見た目はトロールに似ているが、サイズが二回りほど大きく、肌はグレー色で頭上には立派な角が生えている。
明らかにトロールたちのボスといった感じの個体だ。
「あいつは……ギガントトロールだと!?こんなところに出現するとは……」
「ええ、トロール族の長と呼ばれるほどのモンスターがなぜこんなところに?」
やっぱりあいつ、ボスじゃんか。
せっかく後はアデリナさんとカグヤさんが何とかしてくれると思ってたのに、何でこんなところで出てくるんだ、話がややこしくなるじゃないかまったく!
「Aランクのモンスターが背後に絡んでるとはな、受注したのがあたしたちでよかったぜ」
「最近のレッドトロールの不可思議な行動もあのギガントトロールの仕業でしょうね、さっさと倒してしまわないと、どんどん被害が大きくなるわ」
そう言いながら、アデリナさんとカグヤさんがアイテムボックスからそれぞれの武器を取り出した。

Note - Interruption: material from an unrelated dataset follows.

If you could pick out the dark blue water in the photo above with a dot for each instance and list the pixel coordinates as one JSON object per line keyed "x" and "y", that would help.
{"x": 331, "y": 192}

アデリナさんの武器は、巨大なライフルみたいな銃だった。
いや、この世界にも銃とかあるんすか……
ここってファンタジー系の世界だと思ってたんですけど自分の勘違いですかね。
こんなに近代的っぽい武器が出てくるなんて思わなかったですはい。
カグヤさんの武器は、二振りの剣だった。
剣を鞘から取り出すと、見事な金色と銀色の二色の刀身が現れた。
二刀流の状態のカグヤさんはそれはもう強そうで、誰よりも何よりも頼もしかった。
「さて、他のレッドトロールたちは私たちが片付けるから……」
「三人は、あのギガントトロールを倒しちまいな」
……はい?聞き間違えたかな?
たったいま、ものすごい無茶ぶりを受けたような気がする……
「えっと……たしかあいつってAランクのモンスターでしたよね?」
「ええ、それがどうかした?」
「いやいや、私たちだけであいつを倒せるわけないじゃないですか!?」
「大丈夫よ、大河くんもいるからね。大河くんのステータス的にはAランクモンスターをじゅうぶん相手にできるレベルなんだから」
……なんだ、それなら大丈夫か。
ってなるわけないでしょうが!
心の中でどれだけ突っ込みを入れても状況は変わるはずもなく。
私たちは急遽Aランクモンスター、ギガントトロールを退治するはめになった。
ちくしょうめ、やっぱり異世界半端ないぜ。
「都ちゃん、大丈夫だよ、大河くんもついてくれてるし、絶対に勝てるよ」
「歩美……ええ、そうね、そうだよね、絶対に勝てるよね」
歩美が微笑みながら話しかけてきてくれた。
そうだよね、前のキングリザードの時も歩美はこんな感じで気を使って話しかけてきてくれた。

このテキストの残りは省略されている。